O que Deus proibia que se separassem eram os seres Irmanados pelo amor, a fim de que se não cometesse a indignidade, tantas vezes cometida, dos casamentos ou das uniões por interesse ou qualquer motivo subalterno, em detrimento dos direitos do coração.

A indissolubilidade do vínculo é mais do que uma estupidez, porque é uma perversidade; é a união heterogênea, é o adultério de espírito, é a escravização, é a impunidade dos algozes, é a eterna desgraça das vítimas.

A lei que veda o divórcio só teve raízes no obscurantismo e na imposição da Igreja.

Há agora uma pergunta ingênua do autor: "Ora, se a união antipática, como ensinam os mestres do Espiritismo, é uma expiação, como pretendem evitá-la pelo divórcio?"

É... Está. Ali um sujeito maltratando o outro, espoliando-o, ofendendo-o, ferindo-o, tentando assassiná-lo. Parece que seria curial, ou que estivesse em nosso dever, como impositivo categórico, correr em auxílio do maltratado, do espoliado, do ofendido, do prestes a ser assassinado.

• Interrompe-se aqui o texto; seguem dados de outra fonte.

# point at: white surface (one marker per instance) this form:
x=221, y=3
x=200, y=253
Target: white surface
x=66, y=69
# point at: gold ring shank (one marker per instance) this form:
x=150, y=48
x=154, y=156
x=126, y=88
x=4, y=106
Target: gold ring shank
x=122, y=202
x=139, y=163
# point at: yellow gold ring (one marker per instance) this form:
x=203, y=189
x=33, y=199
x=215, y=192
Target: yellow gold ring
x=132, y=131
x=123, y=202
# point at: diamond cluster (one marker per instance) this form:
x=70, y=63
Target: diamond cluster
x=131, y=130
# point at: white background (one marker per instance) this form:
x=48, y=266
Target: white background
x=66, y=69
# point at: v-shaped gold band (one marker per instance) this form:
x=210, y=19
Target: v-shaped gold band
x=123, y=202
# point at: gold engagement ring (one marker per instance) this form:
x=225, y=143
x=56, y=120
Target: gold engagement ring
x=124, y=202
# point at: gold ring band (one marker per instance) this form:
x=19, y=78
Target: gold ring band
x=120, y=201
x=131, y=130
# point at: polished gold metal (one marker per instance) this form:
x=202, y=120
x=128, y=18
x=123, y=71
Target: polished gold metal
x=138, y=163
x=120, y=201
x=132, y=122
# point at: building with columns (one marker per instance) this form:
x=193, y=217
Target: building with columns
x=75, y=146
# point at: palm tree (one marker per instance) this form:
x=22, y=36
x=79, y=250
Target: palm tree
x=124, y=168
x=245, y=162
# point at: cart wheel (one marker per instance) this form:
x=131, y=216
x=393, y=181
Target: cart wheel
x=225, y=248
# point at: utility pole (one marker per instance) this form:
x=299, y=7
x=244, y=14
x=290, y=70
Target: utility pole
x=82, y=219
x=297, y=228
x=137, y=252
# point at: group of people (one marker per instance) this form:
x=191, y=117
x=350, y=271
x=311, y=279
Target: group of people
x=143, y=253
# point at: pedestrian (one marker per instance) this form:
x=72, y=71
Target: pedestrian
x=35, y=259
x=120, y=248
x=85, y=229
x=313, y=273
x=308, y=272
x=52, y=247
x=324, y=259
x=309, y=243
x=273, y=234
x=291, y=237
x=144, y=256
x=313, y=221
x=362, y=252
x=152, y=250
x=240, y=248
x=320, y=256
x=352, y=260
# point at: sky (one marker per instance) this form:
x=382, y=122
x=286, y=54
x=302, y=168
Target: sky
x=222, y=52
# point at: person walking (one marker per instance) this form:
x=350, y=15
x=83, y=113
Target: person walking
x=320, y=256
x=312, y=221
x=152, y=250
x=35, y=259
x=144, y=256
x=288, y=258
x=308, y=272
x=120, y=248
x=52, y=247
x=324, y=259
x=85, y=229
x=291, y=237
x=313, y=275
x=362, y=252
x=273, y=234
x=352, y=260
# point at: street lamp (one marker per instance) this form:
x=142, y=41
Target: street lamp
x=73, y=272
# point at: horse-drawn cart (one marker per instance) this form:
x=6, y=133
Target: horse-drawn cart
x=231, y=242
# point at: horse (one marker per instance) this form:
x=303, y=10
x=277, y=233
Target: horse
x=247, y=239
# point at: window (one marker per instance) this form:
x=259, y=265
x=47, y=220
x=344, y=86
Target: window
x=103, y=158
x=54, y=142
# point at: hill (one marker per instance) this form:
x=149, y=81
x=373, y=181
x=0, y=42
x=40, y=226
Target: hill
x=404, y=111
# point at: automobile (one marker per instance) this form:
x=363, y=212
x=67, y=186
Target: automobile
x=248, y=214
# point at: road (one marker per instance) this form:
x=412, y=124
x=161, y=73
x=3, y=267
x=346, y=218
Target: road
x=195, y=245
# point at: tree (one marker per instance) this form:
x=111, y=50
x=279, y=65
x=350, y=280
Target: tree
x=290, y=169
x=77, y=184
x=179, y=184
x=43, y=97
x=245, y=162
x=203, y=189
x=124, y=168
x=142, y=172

Pois não! Como é prova para a vítima, o que devemos é ficar quietinhos, deixando que o outro se arranje como puder!..

Era o caso de pedir ao autor que nunca apresente esta doutrina de comodismo, de fatalismo, ou de iniquidade como doutrina espírita.

A sétima contradição está enunciada de maneira vaga e pouco compreensível. A exposição não peca pela clareza. Parece que o autor trata do ensino evangélico de que é difícil a um rico entrar no reino dos Céus, e que o Espiritismo teria o versículo como a eterna condenação dos ricos. Onde o Espiritismo diz isto é que eu não sei nem o aponta o autor.

Aqui param as contradições e eu também.

Se me fosse dada a ousadia de um conselho ao velho cultor do Espiritismo, eu lhe diria que o estudasse outros vinte e cinco anos.

Tão amigo dos textos bíblicos, deixaria assim muito aquém o pai Jacó, em matéria de persistência.

Antes que um velho cultor do Espiritismo, o autor parece mais um velhíssimo cultor dos cânones eclesiásticos.